Story: Afterimage
Written By: René Echevarria
Series: Star Trek: Deep Space Nine
Year: 1998

Now that she has been added to the show, it is time to actually get to know our new character a bit. She’s on the station attempting to figure herself out…she can’t even figure out what she wants to eat half the time. But she is also struggling with the memories of the station and Worf…who won’t even talk to her. When Garak’s claustrophobia begins to debilitate him more than ever, Sisko asks Ezri to try and help him…she is a counselor after all. Unfortunately when her attempts don’t really work and Garak continues to get worse…and verbally assaults (quite the scene…I love Garak) she breaks down.
She wasn’t ready for being joined, and her complications in having it thrust upon her are definitely an interesting idea, but again the execution comes down to her essentially rambling about things her previous hosts did. I liked the stuff with Worf, when he threatens Bashir after he sees the Doctor and Counselor holding hands while talking to each other…but I just feel on the whole the Ezri thing struggles to work in the show.

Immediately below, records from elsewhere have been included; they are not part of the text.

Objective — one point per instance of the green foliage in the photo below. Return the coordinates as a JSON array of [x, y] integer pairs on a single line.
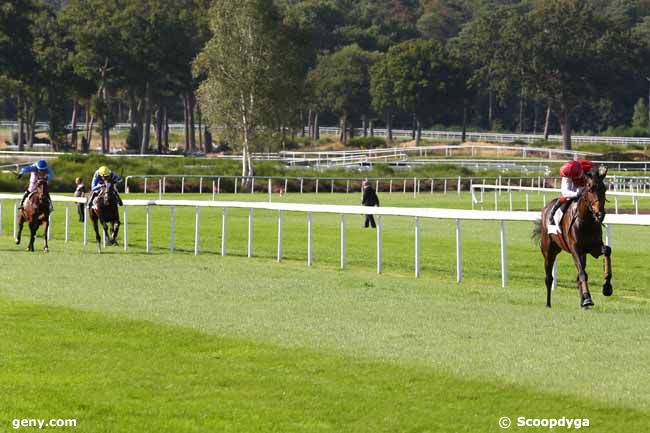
[[640, 117]]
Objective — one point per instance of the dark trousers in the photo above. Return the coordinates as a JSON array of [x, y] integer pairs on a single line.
[[81, 210]]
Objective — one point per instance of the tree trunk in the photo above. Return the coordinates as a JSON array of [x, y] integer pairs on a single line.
[[565, 126], [21, 125], [159, 129], [190, 112], [389, 126], [146, 129], [546, 122], [73, 123], [186, 124], [463, 136]]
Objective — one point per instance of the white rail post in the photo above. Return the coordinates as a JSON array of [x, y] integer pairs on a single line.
[[67, 223], [459, 259], [172, 230], [279, 236], [503, 255], [417, 247], [197, 226], [554, 274], [342, 241], [15, 220], [86, 216], [223, 232], [250, 233], [126, 229], [309, 240], [379, 244], [148, 230]]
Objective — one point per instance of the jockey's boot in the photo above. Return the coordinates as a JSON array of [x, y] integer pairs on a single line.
[[22, 202], [553, 225]]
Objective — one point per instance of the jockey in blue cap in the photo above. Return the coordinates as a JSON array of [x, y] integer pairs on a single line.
[[104, 174], [39, 170]]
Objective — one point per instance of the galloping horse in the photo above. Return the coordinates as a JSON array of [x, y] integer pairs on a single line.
[[106, 212], [36, 211], [581, 234]]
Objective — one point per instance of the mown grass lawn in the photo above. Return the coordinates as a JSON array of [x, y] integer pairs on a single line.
[[172, 342]]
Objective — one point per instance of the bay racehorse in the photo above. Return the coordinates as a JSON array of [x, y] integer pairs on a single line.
[[580, 234], [105, 211], [35, 211]]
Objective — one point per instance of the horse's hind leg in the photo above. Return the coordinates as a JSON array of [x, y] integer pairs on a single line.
[[582, 280], [46, 233], [21, 223], [549, 261]]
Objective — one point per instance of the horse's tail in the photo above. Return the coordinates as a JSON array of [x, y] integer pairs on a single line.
[[537, 230]]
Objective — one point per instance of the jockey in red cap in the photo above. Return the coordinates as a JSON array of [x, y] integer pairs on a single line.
[[573, 180]]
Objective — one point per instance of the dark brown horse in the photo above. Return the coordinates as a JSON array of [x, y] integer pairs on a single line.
[[581, 234], [105, 211], [35, 211]]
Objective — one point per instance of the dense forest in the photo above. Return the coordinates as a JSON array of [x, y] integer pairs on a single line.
[[246, 66]]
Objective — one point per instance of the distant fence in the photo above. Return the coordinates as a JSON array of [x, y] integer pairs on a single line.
[[309, 209], [633, 194]]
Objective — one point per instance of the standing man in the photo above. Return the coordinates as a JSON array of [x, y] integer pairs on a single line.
[[80, 191], [369, 199]]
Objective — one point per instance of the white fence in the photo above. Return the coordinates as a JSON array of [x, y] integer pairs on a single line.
[[309, 209], [633, 194]]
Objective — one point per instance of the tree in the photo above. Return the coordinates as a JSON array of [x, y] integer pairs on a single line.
[[244, 64], [568, 55], [640, 117], [341, 82]]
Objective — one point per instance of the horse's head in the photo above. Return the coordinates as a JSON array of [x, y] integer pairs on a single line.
[[595, 190]]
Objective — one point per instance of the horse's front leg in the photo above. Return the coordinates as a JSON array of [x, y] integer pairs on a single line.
[[580, 261], [46, 233], [607, 268], [21, 223]]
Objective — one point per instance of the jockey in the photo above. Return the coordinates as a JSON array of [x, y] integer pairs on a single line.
[[39, 170], [573, 180], [104, 174]]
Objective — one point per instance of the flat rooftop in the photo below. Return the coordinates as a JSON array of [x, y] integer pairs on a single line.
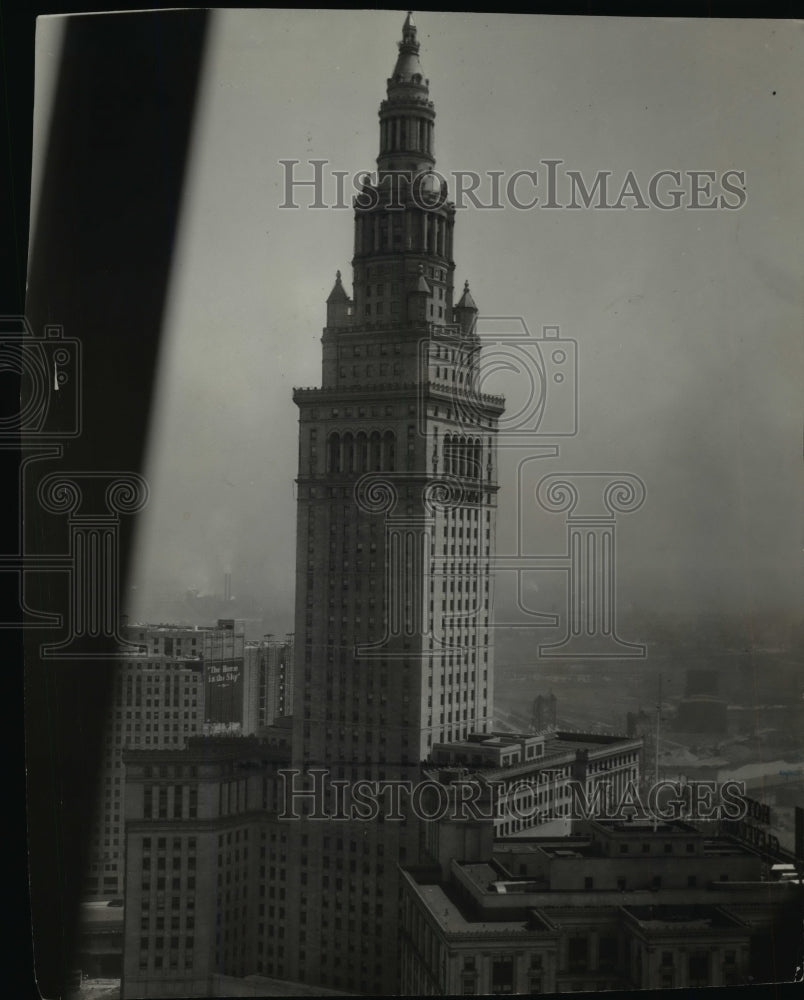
[[449, 915], [687, 918]]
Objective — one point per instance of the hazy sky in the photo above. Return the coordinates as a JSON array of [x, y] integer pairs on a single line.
[[689, 323]]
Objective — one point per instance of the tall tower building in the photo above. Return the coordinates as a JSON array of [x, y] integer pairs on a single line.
[[395, 534]]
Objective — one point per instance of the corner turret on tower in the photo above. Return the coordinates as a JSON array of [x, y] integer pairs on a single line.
[[339, 305]]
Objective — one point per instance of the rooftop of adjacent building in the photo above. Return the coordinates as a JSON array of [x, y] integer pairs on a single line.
[[690, 919], [213, 748], [511, 754]]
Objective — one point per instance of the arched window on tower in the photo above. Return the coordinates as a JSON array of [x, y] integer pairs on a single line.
[[389, 451], [348, 453], [375, 452], [334, 453], [362, 452]]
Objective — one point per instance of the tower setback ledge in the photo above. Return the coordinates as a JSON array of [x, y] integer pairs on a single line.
[[442, 391]]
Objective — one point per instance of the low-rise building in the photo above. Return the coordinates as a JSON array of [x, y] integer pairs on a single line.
[[205, 880], [616, 905]]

Terry Ferrell leaving was a blow to the series. Death was really the only option for the character, being married to Worf made anywhere she would go seem confusing if he didn’t go too, and Dorn wasn’t leaving…the options were pretty damn limited. I think it would have been stronger for the series as a whole to kill her off, and NOT replaced her. De Boer is not as strong an actress (her breaking down and crying scene is completely unbelievable especially when compared to Ferrell’s breaking down and crying scene in “Change of Heart” last season). But not only is her replacement a lot less convincing as an actress and a lot weaker as a character on the whole, but the idea of a show with so many wartime themes not taking advantage of having an empty seat where a beloved character once sat is a really unfortunate move. Think of the story possibilities if the characters actually had to deal with a real loss, rather than a temporary one.

This episode isn’t bad, but it has its flaws (mostly in the form of De Boer’s acting). It does introduce us to our new character well, but that doesn’t mean she is any more likable. Sometimes replacing a character has a bad fan reaction because they don’t want to replace something they love with something new. Doggett in the X-Files had a big fan backlash at the time, but when you really look at the show he helped reinvigorate a show that had become stale…at least for a year. Ezri is a different story…she just isn’t played by an actress up to the task, and in the long run trying to spend a few episodes integrating her into the cast and storyline just derails some of the series major themes for a short time.